A l'âge de cinq ans, Léo dirige déjà des orchestres imaginaires sur les remparts de sa ville natale. Il est vrai que son enfance est baignée de musique classique : de par ses fonctions, son père dispose de billets de faveur permettant à sa petite famille d'assister à tous les concerts donnés dans la Principauté. Il verra Maurice Ravel en personne diriger son Boléro et la Pavane pour une Infante défunte.

A l'âge de neuf ans, Léo est placé chez les frères du collège Saint-Charles de Bordighera, en Italie.

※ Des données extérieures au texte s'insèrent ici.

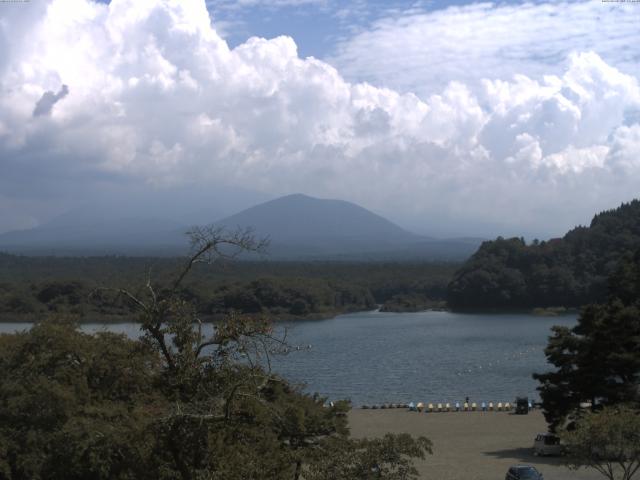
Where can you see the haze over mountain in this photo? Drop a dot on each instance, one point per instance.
(298, 226)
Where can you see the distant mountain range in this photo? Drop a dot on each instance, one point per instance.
(298, 226)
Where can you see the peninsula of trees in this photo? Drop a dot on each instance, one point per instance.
(570, 271)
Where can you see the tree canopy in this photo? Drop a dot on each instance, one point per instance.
(598, 360)
(569, 271)
(188, 401)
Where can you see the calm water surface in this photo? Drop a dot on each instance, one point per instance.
(375, 357)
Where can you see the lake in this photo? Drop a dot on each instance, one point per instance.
(375, 357)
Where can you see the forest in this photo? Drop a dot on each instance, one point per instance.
(82, 286)
(570, 271)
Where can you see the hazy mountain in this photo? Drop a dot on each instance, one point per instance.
(148, 222)
(302, 226)
(299, 227)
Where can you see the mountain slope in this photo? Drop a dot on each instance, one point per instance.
(569, 271)
(299, 227)
(317, 223)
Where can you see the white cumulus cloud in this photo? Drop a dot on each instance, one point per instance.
(157, 97)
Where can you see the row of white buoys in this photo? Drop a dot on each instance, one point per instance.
(448, 407)
(497, 362)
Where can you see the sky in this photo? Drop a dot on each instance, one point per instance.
(449, 118)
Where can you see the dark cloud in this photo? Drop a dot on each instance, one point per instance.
(48, 100)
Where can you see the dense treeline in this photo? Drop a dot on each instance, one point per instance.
(32, 286)
(598, 360)
(175, 404)
(570, 271)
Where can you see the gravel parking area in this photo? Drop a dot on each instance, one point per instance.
(469, 445)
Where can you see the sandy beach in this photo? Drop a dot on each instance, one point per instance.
(469, 445)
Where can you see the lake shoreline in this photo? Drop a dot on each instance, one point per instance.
(468, 445)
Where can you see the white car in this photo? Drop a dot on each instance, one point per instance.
(547, 444)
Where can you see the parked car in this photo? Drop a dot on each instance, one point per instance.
(523, 472)
(547, 444)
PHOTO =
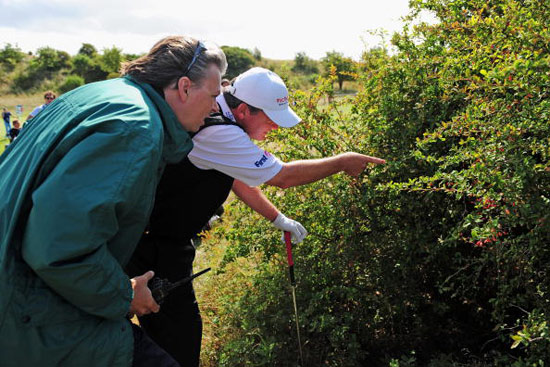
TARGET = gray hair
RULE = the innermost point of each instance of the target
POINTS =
(170, 58)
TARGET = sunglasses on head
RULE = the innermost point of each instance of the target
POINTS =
(198, 51)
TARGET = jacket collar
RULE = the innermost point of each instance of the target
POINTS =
(177, 141)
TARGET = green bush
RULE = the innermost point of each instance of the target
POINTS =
(439, 257)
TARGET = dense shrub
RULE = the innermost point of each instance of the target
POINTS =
(439, 257)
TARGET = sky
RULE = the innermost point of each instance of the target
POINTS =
(278, 28)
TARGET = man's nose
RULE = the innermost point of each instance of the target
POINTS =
(215, 107)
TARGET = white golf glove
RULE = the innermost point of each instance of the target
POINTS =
(297, 231)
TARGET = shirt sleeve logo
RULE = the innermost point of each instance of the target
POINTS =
(262, 160)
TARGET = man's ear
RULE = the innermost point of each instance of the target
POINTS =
(184, 84)
(241, 111)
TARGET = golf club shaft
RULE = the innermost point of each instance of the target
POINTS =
(293, 284)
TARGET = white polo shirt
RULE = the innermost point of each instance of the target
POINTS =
(228, 149)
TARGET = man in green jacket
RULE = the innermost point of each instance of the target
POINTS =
(80, 182)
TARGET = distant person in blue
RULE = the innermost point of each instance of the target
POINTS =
(14, 131)
(6, 115)
(77, 189)
(49, 96)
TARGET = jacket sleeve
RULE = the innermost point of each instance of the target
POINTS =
(82, 224)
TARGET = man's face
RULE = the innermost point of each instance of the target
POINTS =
(48, 98)
(259, 125)
(201, 100)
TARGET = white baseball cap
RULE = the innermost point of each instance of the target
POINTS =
(263, 89)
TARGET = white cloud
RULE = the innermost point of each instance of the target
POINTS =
(279, 29)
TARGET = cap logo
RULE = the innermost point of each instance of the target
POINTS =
(282, 101)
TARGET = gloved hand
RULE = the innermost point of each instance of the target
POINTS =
(297, 231)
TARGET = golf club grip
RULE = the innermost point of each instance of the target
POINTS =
(288, 249)
(289, 256)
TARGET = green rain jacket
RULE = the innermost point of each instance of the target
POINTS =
(76, 191)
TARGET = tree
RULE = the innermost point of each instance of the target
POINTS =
(344, 67)
(257, 54)
(304, 65)
(48, 60)
(10, 56)
(88, 68)
(238, 59)
(72, 82)
(87, 49)
(111, 59)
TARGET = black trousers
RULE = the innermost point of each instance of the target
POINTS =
(177, 327)
(149, 354)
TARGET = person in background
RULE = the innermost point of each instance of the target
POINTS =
(14, 131)
(49, 96)
(79, 188)
(6, 115)
(224, 157)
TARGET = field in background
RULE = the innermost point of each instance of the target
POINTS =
(10, 101)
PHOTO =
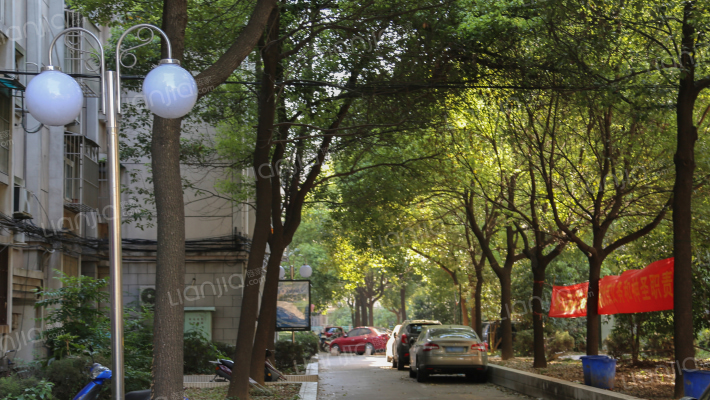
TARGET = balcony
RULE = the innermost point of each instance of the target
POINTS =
(81, 173)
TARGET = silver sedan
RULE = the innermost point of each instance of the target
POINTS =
(448, 349)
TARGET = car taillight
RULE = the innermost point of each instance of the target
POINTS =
(430, 347)
(479, 347)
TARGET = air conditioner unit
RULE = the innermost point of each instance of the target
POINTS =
(146, 295)
(22, 203)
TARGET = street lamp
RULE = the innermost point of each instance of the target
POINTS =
(305, 271)
(55, 99)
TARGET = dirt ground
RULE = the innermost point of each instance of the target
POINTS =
(652, 380)
(280, 392)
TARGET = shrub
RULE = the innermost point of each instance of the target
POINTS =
(310, 343)
(617, 344)
(287, 351)
(560, 342)
(198, 352)
(226, 348)
(39, 390)
(72, 313)
(660, 345)
(68, 375)
(523, 344)
(12, 386)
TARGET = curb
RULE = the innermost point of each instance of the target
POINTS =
(543, 387)
(309, 390)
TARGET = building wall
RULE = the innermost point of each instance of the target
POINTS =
(37, 162)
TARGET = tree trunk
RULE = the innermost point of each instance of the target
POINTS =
(169, 318)
(239, 385)
(506, 348)
(352, 316)
(267, 311)
(682, 215)
(636, 346)
(478, 323)
(464, 308)
(538, 333)
(403, 302)
(358, 317)
(595, 266)
(370, 313)
(170, 260)
(363, 310)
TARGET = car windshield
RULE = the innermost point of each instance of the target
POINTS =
(452, 333)
(417, 328)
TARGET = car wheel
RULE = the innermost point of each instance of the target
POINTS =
(422, 375)
(482, 377)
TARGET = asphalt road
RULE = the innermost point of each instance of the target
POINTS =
(372, 378)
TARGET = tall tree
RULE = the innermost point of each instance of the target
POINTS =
(589, 175)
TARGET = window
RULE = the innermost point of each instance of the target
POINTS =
(5, 130)
(69, 179)
(452, 333)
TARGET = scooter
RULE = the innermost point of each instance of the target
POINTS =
(99, 375)
(6, 364)
(223, 370)
(325, 342)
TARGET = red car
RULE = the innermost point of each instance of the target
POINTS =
(361, 340)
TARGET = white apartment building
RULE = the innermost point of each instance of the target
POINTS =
(53, 195)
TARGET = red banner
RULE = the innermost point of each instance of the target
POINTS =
(640, 290)
(569, 301)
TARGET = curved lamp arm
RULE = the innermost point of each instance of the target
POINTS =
(101, 56)
(120, 54)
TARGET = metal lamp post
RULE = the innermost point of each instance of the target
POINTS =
(55, 99)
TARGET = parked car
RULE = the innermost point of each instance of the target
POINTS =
(408, 334)
(392, 344)
(361, 340)
(448, 349)
(329, 331)
(704, 396)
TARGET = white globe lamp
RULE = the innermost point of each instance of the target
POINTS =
(169, 90)
(305, 270)
(54, 98)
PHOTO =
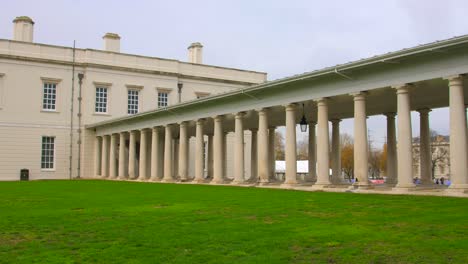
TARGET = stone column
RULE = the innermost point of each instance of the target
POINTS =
(199, 151)
(239, 149)
(290, 146)
(458, 135)
(155, 157)
(391, 150)
(312, 176)
(143, 155)
(425, 154)
(253, 156)
(105, 157)
(361, 169)
(225, 174)
(323, 158)
(183, 152)
(168, 157)
(405, 139)
(113, 159)
(262, 160)
(97, 156)
(271, 153)
(210, 157)
(336, 152)
(122, 157)
(132, 155)
(218, 159)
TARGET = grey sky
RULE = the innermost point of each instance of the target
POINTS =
(281, 38)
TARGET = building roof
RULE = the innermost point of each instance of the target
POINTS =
(338, 69)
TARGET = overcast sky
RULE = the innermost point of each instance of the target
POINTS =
(281, 38)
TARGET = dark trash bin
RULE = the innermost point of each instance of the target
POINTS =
(24, 175)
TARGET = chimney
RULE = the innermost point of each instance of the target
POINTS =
(196, 53)
(23, 29)
(111, 42)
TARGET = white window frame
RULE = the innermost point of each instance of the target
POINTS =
(130, 90)
(2, 90)
(160, 90)
(163, 99)
(201, 94)
(98, 100)
(108, 86)
(54, 155)
(56, 82)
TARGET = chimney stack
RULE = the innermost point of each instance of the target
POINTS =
(23, 29)
(111, 42)
(196, 53)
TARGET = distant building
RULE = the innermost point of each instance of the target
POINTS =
(440, 157)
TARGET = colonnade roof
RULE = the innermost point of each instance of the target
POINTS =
(424, 66)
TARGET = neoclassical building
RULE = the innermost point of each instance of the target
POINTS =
(188, 141)
(44, 107)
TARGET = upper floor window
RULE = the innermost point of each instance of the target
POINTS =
(132, 102)
(48, 153)
(101, 100)
(162, 99)
(49, 96)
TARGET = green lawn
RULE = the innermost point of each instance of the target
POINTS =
(130, 222)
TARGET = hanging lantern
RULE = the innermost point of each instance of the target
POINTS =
(303, 122)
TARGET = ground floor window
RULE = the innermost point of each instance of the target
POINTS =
(48, 153)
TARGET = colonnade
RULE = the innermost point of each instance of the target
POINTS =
(112, 160)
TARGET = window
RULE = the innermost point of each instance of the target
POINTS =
(162, 99)
(132, 102)
(1, 90)
(48, 153)
(101, 100)
(49, 96)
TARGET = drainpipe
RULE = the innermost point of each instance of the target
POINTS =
(72, 99)
(179, 86)
(80, 82)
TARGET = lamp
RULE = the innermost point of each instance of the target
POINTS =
(303, 122)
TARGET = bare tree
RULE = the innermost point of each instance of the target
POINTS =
(279, 146)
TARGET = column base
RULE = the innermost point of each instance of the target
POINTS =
(238, 182)
(404, 187)
(363, 185)
(459, 188)
(198, 181)
(321, 185)
(168, 180)
(156, 179)
(218, 181)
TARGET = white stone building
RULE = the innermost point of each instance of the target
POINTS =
(229, 135)
(36, 97)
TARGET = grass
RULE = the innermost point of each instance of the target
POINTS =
(130, 222)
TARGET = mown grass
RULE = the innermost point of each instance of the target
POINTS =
(130, 222)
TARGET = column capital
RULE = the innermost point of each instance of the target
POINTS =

Huit ans de "bagne", selon ses propres dires, au cours desquels il fourbira ses premières armes de sa révolte permanente.

Son père voyant d'un très mauvais oeil sa vocation pour la musique, le jeune homme est fermement invité à poursuivre des études "convenables". Bachot en poche, il étudie la philosophie puis le Droit à Paris où il s'installe en 1935.
Diplômé de la section administrative de Sciences-Po quatre ans plus tard, il est appelé sous les drapeaux et fera la Drôle de guerre à la tête d'une section de tirailleurs algériens. Démobilisé en 1940, il regagne Monaco et, plus tard, entre à Radio Monte-Carlo où il officie en tant que speaker, régisseur, bruiteur et pianiste...

De cette époque, datent ses premières chansons, cosignées avec l'auteur René Baër : La chambre, La chanson du scaphandrier.